Dengan menggunakan poin ini sebagai pembukaan untuk mendasari penafsiran UU No. 82-D/2014, AT mengeluarkan kesimpulan tentang ruang lingkup kemungkinan pengurangan untuk AT:

“Mengenai IRC, undang-undang tersebut (…) menambahkan n.º 18 ke Pasal 88, dan mulai mengatur pengurangan tarif pajak otonom untuk kendaraan yang ditenagai oleh LPG atau CNG (…) Meskipun kata-kata dari standar tampaknya menghasilkan bahwa pembuat undang-undang yang dimaksudkan untuk menutupi (…) setiap kendaraan bermotor selama berbahan bakar LPG atau CNG harus dianalisis dalam konteks perubahan yang dilakukan dalam berbagai Kode Pajak oleh Undang-Undang tersebut. legislator dengan reformasi perpajakan lingkungan, yang mendukung kendaraan yang menggunakan lebih sedikit bahan bakar berpolusi daripada bahan bakar fosil (…) Jelas bahwa legislator bermaksud untuk mendukung, dengan pengurangan tarif, kendaraan yang menggunakan bahan bakar gas cair (LPG) atau gas alam secara eksklusif. , karena mereka kurang berpolusi dibandingkan kendaraan yang menggunakan bahan bakar fosil”.

“Akibatnya”, kita membaca di Butir 8 dari pesanan, “ Kendaraan yang biasa dikenal dengan bi-fuel dikecualikan, dengan bahan bakar alternatif, misalnya bensin/LPG, karena kendaraan tersebut lebih mencemari kendaraan karena penggunaan bahan bakar fosil tersebut di atas. , sehingga mereka tidak dapat diuntungkan dengan pengurangan tarif perpajakan otonom”, dokumen tersebut menegaskan kembali dengan pasti, yang juga menambahkan Poin 9 sebagai cara untuk menghilangkan semua keraguan tentang masalah tersebut.

“Dengan demikian, penafsiran yang membatasi ketentuan Pasal 88/18 CIRC harus dilakukan, sehingga ketentuan ini hanya mengatur pengurangan tarif pajak otonom untuk kendaraan penumpang ringan yang ditenagai secara eksklusif oleh LPG atau CNG”, dan bagian yang disorot di sini dalam huruf tebal juga disorot dalam urutan yang dapat dikonsultasikan dari KODE QR di halaman sebelumnya.

Menariknya, pembacaan perintah Otoritas Pajak yang membatasi atribusi insentif mengungkapkan kurangnya pengetahuan bahwa baik CNG dan LPG, seperti bensin, adalah bahan bakar fosil.

Bukti GPL

Pemerintah dan Otoritas Pajak tidak menanggapi.
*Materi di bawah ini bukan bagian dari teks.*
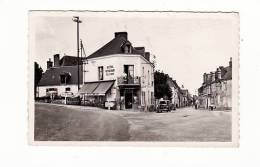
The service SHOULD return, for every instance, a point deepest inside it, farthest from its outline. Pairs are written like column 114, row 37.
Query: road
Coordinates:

Merek dan pemilik armada yang luar biasa

Segera setelah mengetahui perintah ini, Majalah Armada mengirim permintaan klarifikasi kepada Kementerian Keuangan dan Lingkungan, yang bertanggung jawab untuk mengembangkan dan memantau insentif dalam konteks mobilitas yang lebih berkelanjutan.

Sejauh ini, kedua Kementerian tetap diam, masih belum jelas model mana yang diuntungkan, karena, karena ketidakmungkinan teknis, tidak ada kendaraan ringan dengan operasi LPG/CNG eksklusif.

Faktanya, pengapian awal sebelum menghidupkan mesin selalu dilakukan dengan menggunakan bensin dan umumnya hanya setelah mesin mencapai titik pemanasan operasi yang ideal, kendaraan dapat berjalan secara eksklusif dengan LPG atau CNG.

Kebingungan sebagian besar importir yang dihubungi disertai dengan klarifikasi bahwa, sejauh ini, diskon pada ISV atau umpan balik dari pelanggan bisnis tidak terpengaruh oleh pesanan ini.

“Mobil bi-fuel dikenai pajak fiskal seperti mobil bensin. Insentif yang tidak benar-benar berlaku untuk siapa pun sebenarnya bukan insentif,” kata Ricardo Oliveira, direktur komunikasi di Renault dan Dacia, dengan tegas.

Konsultasikan Fleet Magazine untuk lebih banyak artikel tentang pasar otomotif.